細胞外小胞分析のための凍結破壊電子顕微鏡

Published: September 16, 2022 doi: 10.3791/63550

Summary

我々は、癌性尿路上皮細胞に由来する細胞外小胞(EV)の単離および凍結破砕のためのプロトコルを提示する。凍結破壊技術は、EVの直径と形状、そしてユニークな特徴としてEV膜の内部組織を明らかにしました。これらは、EVがレシピエント膜とどのように相互作用するかを理解する上で非常に重要です。

Abstract

細胞外小胞(EV)は、細胞から細胞外空間に放出される膜限定構造であり、細胞間通信に関与している。EVは、マイクロベシクル(MV)、エキソソーム、アポトーシス小体の3つの小胞集団からなる。EVの制限膜は、レシピエント細胞との相互作用に決定的に関与しており、生物学的に活性な分子のレシピエント細胞への移動につながり、その結果、それらの挙動に影響を与える可能性がある。凍結破壊電子顕微鏡技術は、生体膜の内部組織を研究するために使用されます。ここでは、培養がん尿路上皮細胞からのMV単離と、レプリカの急速凍結、破砕、作製、洗浄、透過型電子顕微鏡による解析の過程におけるMVの凍結骨折のプロトコールを紹介します。この結果は、単離のためのプロトコールが、MVの形状およびサイズに対応する均質なEVの集団をもたらすことを示している。膜内粒子は、主に制限膜の原形質面に見られる。したがって、凍結破壊は、膜タンパク質のMVの直径、形状、および分布を特徴付けるために選択される技術です。提示されたプロトコルは、EVの他の集団にも適用可能である。

Introduction

細胞外小胞(EV)は、細胞から細胞外空間に放出される膜限定小胞である。EVの3つの主要な集団は、エキソソーム、微小小胞(MV)、およびアポトーシス小体であり、それらはその起源、サイズ、および分子組成が異なる1,2,3EVの組成は、ドナー細胞の分子プロファイルおよびその生理学的状態(すなわち、健康または罹患)を反映する4,5。これにより、EVはヒト疾患の診断、予後、治療に大きな可能性を秘めており、個別化医療6,7,8での使用に有望な医療応用が期待されています。

EVはセルラー間通信のメディエーターです。それらは生物学的に活性なタンパク質、脂質、およびRNAを含み、レシピエント細胞における生物学的プロセスに干渉し、その挙動を変える可能性がある9,10。
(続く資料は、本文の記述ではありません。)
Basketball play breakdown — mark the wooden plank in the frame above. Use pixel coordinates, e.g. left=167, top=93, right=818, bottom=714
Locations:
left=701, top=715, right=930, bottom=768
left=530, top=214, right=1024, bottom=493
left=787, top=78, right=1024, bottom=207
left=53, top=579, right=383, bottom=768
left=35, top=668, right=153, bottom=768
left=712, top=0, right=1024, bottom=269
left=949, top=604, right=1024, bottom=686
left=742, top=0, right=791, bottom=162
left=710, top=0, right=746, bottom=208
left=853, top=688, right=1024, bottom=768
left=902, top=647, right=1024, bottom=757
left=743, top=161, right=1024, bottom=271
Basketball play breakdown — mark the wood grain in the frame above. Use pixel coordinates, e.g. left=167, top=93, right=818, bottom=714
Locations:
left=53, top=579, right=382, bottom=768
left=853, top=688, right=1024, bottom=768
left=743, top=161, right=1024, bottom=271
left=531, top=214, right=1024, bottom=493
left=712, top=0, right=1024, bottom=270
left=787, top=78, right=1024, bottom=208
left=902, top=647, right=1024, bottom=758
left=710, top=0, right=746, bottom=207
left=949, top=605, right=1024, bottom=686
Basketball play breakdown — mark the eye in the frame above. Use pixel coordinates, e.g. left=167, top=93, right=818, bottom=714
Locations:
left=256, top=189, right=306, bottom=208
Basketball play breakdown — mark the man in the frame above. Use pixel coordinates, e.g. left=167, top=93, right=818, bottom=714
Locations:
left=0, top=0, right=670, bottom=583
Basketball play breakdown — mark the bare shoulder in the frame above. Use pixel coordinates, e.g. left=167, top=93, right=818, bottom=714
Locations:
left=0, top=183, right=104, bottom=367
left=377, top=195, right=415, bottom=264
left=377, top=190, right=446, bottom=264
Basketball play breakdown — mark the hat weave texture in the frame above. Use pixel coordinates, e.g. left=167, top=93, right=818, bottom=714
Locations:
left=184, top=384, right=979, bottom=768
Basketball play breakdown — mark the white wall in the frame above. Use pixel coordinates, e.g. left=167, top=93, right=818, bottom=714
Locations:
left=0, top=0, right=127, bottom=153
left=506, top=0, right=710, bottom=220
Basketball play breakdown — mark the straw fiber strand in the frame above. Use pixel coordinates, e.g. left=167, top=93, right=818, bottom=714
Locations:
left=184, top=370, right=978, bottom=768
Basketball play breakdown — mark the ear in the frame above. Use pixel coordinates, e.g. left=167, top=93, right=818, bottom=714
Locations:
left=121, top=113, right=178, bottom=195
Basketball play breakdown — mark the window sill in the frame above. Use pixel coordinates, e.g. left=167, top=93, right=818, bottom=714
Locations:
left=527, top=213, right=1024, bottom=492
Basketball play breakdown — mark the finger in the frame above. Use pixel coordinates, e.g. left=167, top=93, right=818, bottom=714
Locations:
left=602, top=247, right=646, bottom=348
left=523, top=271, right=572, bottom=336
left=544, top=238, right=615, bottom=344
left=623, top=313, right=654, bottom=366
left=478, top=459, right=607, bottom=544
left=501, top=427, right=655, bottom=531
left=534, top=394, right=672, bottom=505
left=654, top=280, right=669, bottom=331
しかしながら、EV制限膜の組成は、レシピエント細胞膜との相互作用にとって極めて重要である。

EVの供給源は体液とコンディショニングされた培地です。EV母集団を絶縁するには、適切な絶縁技術を使用する必要があります。例えば、10,000×gでの遠心分離はMVに富む画分を生じ、一方、≥100,000×gの遠心力はエキソソーム11,12に富む画分をもたらす。EVの分離分率は、純度、サイズ、形状の観点から検証する必要があります。そのために、国際細胞外小胞学会2018は、電子顕微鏡、原子間力顕微鏡、および光学顕微鏡ベースの超解像顕微鏡13の3つのクラスの高解像度イメージング技術を推奨しました。これらの技術のいずれも、EV膜内部に関する情報を提供することはできません。
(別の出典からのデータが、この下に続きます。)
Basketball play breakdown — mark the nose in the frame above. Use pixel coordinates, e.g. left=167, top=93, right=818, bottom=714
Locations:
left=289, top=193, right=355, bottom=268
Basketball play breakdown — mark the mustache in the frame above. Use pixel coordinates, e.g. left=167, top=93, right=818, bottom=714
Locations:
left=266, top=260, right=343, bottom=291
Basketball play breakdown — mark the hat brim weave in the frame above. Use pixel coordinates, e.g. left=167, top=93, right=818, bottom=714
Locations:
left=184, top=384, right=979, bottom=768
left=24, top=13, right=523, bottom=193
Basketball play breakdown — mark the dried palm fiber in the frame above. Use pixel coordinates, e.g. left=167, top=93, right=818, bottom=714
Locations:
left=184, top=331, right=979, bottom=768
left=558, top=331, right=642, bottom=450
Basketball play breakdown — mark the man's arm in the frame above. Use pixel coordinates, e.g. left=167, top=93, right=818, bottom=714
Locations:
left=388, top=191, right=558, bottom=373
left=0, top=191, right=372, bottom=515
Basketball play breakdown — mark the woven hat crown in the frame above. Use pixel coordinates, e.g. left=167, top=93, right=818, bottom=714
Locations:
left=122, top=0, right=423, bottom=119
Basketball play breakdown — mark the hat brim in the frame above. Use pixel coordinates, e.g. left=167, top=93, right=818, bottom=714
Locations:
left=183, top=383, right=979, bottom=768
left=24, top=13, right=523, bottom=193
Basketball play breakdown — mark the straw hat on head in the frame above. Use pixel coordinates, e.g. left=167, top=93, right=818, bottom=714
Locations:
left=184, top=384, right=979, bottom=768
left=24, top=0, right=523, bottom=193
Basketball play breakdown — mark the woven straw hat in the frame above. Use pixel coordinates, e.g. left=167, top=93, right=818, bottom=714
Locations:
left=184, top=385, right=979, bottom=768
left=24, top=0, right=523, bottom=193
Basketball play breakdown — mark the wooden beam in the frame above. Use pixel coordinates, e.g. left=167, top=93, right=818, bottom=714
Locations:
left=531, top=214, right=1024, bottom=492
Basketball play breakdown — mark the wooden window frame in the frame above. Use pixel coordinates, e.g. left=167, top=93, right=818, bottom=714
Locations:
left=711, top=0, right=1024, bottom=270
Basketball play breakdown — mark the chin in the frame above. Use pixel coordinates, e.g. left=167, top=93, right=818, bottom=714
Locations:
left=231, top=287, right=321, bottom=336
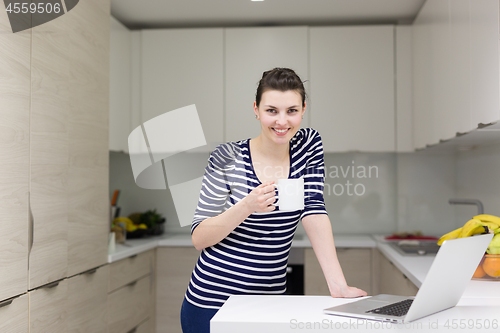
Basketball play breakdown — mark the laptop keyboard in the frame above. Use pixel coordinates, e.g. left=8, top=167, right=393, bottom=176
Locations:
left=366, top=299, right=413, bottom=317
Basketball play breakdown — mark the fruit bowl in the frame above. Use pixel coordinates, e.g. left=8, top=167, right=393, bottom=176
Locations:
left=472, top=248, right=500, bottom=281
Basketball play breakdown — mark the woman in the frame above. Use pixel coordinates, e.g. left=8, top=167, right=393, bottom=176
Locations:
left=181, top=68, right=366, bottom=333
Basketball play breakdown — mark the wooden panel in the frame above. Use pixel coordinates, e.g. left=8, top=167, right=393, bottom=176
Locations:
left=379, top=250, right=418, bottom=296
left=108, top=276, right=151, bottom=333
left=224, top=27, right=310, bottom=141
left=141, top=28, right=224, bottom=151
left=156, top=247, right=200, bottom=333
left=0, top=3, right=31, bottom=300
left=309, top=26, right=395, bottom=152
left=29, top=8, right=71, bottom=289
left=0, top=294, right=29, bottom=333
left=109, top=16, right=135, bottom=153
left=108, top=250, right=154, bottom=292
left=66, top=0, right=110, bottom=275
left=133, top=319, right=154, bottom=333
left=29, top=279, right=68, bottom=333
left=67, top=265, right=109, bottom=333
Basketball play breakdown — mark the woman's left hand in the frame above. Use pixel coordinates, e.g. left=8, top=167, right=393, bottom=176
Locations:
left=330, top=285, right=368, bottom=298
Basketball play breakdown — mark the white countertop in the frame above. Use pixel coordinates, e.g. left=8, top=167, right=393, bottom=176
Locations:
left=210, top=295, right=500, bottom=333
left=374, top=236, right=500, bottom=300
left=108, top=233, right=377, bottom=263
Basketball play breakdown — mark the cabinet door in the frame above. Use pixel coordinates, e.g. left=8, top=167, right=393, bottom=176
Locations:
left=156, top=247, right=200, bottom=333
left=29, top=279, right=68, bottom=333
left=468, top=0, right=500, bottom=128
left=141, top=28, right=224, bottom=151
left=108, top=276, right=152, bottom=333
left=66, top=0, right=110, bottom=276
left=67, top=265, right=109, bottom=333
left=109, top=16, right=133, bottom=152
left=0, top=294, right=29, bottom=333
left=310, top=26, right=395, bottom=152
left=0, top=6, right=31, bottom=300
left=304, top=248, right=373, bottom=295
left=224, top=27, right=309, bottom=141
left=29, top=3, right=72, bottom=289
凍結破壊電子顕微鏡は、凍結試料を破砕して内部構造を明らかにする技術であり、特に膜内部のビューを与える。サンプル調製のステップは、(1)急速凍結、(2)破砕、(3)レプリカの作成、および(4)レプリカ14の洗浄である。ステップ1では、サンプルを(任意選択で)化学的に固定し、グリセロールで凍結保護し、液体フロンで凍結する。ステップ2では、凍結標本は、膜二重層の内部を露出させる凍結破壊ユニットで破断される。ステップ3では、露出した破断面を白金(Pt)と炭素(C)で影付けしてレプリカを生成します。工程4では、有機材料を除去する。レプリカを透過型電子顕微鏡(TEM)で分析する。顕微鏡写真を正確に解釈するには、適切な向きのガイドラインに従わなければなりません14,15.簡単に説明すると、顕微鏡写真における影の方向は、顕微鏡写真を配向させる(すなわち、Pt陰影の方向を決定する)ための基準であり、その結果、凸および凹形状を決定する(図1)。膜二重層の破断面と呼ばれる2つの内部図は、凍結破砕によって膜を分割した結果として見ることができる:原形質面(P面)および外形質面(E面)。P面は細胞原形質に隣接する膜小葉を表し、E面は細胞外空間に隣接する膜小葉を表す。内在性膜タンパク質およびそれらの会合は、膜内粒子1415を突出していると見なされる。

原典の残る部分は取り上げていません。